The land, popularly known as “the yard,” is located at 900 East 56th St., behind the headquarters of the Hialeah Police Department.
The director of the Finance Department, Javier Collazos, who is in charge of the report, was not authorized to give an interview to El Nuevo Herald. Hernández was out-of-town on vacation, a city official said.
The president of the Hialeah chapter of the American Federation of State, County & Municipal Employees (AFSCME), Yrama Medina, declined to comment.
“I’m not ready to give an opinion about this measure,” Medina said.
In October 2012, Hernández said his administration was studying a way to make the service more efficient and that the privatization would depend on an analysis demonstrating substantial benefits to the city.
That year, the Garbage Department became a city division of the Department of Public Works under the supervision of Armando Vidal. At that time, Hernández told workers that they should not be worried and that their jobs were guaranteed.
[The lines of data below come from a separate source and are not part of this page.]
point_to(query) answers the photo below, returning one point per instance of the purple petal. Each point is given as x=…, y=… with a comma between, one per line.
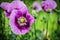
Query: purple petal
x=48, y=4
x=8, y=7
x=14, y=28
x=30, y=18
x=17, y=5
x=4, y=5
Former Miami mayor Maurice Ferré said privatization allows the market to control the price and quality of the service.
“The privatization of garbage is a way to assure that unions remain in an order dictated by the market reality,” Ferré said. “There are services that cannot or should not be privatized, like the police and the firemen, because people require them as a right.”
The CAFR also reveals that Hialeah’s city reserves have fallen to $12.9 million, of which the Hernández administration can use $10.6 million, equivalent to the expenses of one month of city operations.
According to the report, the reserves were $1 million lower in comparison with the previous year, as audited by Alberni, Caballero & Company, LLP, an accounting firm based in Coral Gables.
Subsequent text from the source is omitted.